After that, when the safety confirmation transmission unit 102 of the safety confirmation device 1 receives the notification of the occurrence of a disaster from the Japan Meteorological Agency or the like (step S104), the safety confirmation transmission unit 102 sends an e-mail or a message requesting the safety confirmation to the user registered in the user information database 111. Transmit (step S105). Upon receiving this, the reply transmission unit 32 of the safety confirmation device 1 inputs a reply from the user (step S106), and includes the user ID and the safety information in the safety confirmation device 1 via an e-mail, a message, or writing to a website. Send a reply (step S107). In order to facilitate the reply in the event of a disaster, it is desirable that the safety information can be input from options such as "safe", "injured (movable)", and "injured (immovable)".

When the reply receiving unit 103 of the safety confirmation device 1 receives the reply from the terminal device 3, the reply receiving unit 103 registers the safety information included in the reply in the user information database 111 (step S108). That is, the safety information included in the reply is registered in the safety information column corresponding to the corresponding user ID.

After that, the aggregation / unsafe ratio calculation / judgment unit 104 aggregates the reply contents from the user information database 111 when a predetermined number of replies are collected, calculates the unsafe ratio for each facility, and determines whether or not it is unsafe.
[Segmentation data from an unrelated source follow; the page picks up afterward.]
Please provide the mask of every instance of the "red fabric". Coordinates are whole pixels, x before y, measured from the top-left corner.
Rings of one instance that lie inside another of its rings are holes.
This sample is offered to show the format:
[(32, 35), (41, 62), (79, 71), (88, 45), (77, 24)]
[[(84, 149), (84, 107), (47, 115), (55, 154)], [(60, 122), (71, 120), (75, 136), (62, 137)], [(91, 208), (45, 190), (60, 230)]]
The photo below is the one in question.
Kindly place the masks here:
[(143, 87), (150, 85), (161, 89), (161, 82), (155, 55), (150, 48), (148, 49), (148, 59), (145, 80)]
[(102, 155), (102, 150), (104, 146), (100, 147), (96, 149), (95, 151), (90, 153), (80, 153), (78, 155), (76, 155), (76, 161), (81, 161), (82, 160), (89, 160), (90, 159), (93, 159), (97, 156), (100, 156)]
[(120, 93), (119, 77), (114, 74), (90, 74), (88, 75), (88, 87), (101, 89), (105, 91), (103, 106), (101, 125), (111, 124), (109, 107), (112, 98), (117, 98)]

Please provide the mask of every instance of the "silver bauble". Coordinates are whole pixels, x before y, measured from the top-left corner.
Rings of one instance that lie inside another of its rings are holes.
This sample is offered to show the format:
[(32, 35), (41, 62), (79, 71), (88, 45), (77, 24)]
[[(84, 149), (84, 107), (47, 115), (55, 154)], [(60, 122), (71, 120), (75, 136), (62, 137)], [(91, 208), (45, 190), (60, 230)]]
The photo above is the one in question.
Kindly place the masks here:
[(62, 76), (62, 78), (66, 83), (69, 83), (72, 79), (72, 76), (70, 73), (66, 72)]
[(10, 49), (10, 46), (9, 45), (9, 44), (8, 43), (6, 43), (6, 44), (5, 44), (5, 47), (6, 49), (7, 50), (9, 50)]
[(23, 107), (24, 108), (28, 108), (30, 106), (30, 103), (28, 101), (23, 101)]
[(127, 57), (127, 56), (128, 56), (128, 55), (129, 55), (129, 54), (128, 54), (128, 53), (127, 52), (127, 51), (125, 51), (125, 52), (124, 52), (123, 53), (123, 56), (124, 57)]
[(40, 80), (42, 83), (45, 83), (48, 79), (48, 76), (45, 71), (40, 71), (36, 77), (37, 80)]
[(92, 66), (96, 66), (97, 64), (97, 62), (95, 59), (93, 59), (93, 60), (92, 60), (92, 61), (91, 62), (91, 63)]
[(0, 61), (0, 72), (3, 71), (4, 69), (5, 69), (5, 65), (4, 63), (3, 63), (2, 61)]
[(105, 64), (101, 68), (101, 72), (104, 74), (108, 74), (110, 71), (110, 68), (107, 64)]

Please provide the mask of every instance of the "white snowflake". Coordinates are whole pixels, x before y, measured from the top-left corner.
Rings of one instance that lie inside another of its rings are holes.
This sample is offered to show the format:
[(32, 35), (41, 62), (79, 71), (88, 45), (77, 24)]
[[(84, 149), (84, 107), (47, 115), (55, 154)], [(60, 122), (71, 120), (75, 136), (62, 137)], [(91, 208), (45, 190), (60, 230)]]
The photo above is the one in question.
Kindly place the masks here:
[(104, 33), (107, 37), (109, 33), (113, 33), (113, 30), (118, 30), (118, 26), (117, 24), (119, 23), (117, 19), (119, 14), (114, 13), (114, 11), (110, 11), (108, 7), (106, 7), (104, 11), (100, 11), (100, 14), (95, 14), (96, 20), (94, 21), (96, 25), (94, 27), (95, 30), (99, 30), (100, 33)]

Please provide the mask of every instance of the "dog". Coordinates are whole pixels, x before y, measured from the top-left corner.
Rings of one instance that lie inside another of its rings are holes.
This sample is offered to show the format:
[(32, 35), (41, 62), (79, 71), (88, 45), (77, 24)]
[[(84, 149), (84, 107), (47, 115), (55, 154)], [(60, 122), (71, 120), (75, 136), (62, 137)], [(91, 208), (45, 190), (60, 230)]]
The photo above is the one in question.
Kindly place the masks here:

Judgment is made, and each facility is assigned to one of safe, unsafe, and unconfirmed (step S109). FIG. 6 is a diagram showing an example of processing of aggregation / non-safety ratio calculation / determination by the determination unit 104. First, the aggregation / non-safety ratio calculation / determination unit 104 compares the position information of each record in the user information database 111 with the position information (position range) of each facility in the facility information database 112 to determine the location of each user. Specify the facility ID of the facility to be used. That is, when the latest position information of the user is included in the position information (position range) of the facility, the user is assumed to be located in the facility. The comparison of the location information may be performed in consideration of a slight error, or the location information of the facility information database 112 may be set in consideration of the error in advance.

Next, the aggregation / non-safety ratio calculation / determination unit 104 aggregates the safety information for each facility ID, and indicates safety (for example, "safe") and non-safety (for example, "injury (movable))". "Injury (immobility)") is counted, and the unsafe ratio is calculated by the ratio of the unsafe number to the total of both. Then, the aggregation / non-safety ratio calculation / determination unit 104 determines that the calculated non-safety ratio does not exceed the non-safety threshold value of the setting information 113, and determines that it is unsafe if it exceeds it. It is predetermined whether it is determined to be safe or unsafe when the unsafe ratio is equal to the unsafe threshold. Facilities that are not judged as either because there are no or few replies are considered unconfirmed.

Returning to FIG. 5, the estimated damage degree calculation unit 105 then calculates the estimated damage degree for the facility determined to be unsafe (step S110). FIG. 7 is a diagram showing an example of the relationship between the non-safety ratio and seismic resistance and the estimated damage degree. The horizontal axis shows the non-safety ratio, the vertical axis shows the seismic resistance, and the dashed line sloping to the lower right shows the relationship between the non-safety ratio and the seismic resistance, where the estimated damage level is constant. It gets higher as you go toward. Although the portion where the estimated damage degree is constant is shown by a straight line, it may be represented by a curve. That is, the higher the non-safety ratio, the higher the estimated damage level, and the higher the seismic resistance, the higher the estimated damage level if the non-safety rate is the same (if the non-safety rate is high in a facility with high seismic resistance, the damage level is considerably large). , The estimated damage level increases along the two axes of non-safety ratio and seismic resistance. In addition, the region where the unsafe ratio is larger than the unsafe threshold is regarded as unsafe. The estimated damage rate is expressed by a function f of unsafety ratio and seismic resistance (non-safety ratio, seismic resistance), and the estimated damage degree can be obtained by substituting the non-safety ratio and seismic resistance into the function f.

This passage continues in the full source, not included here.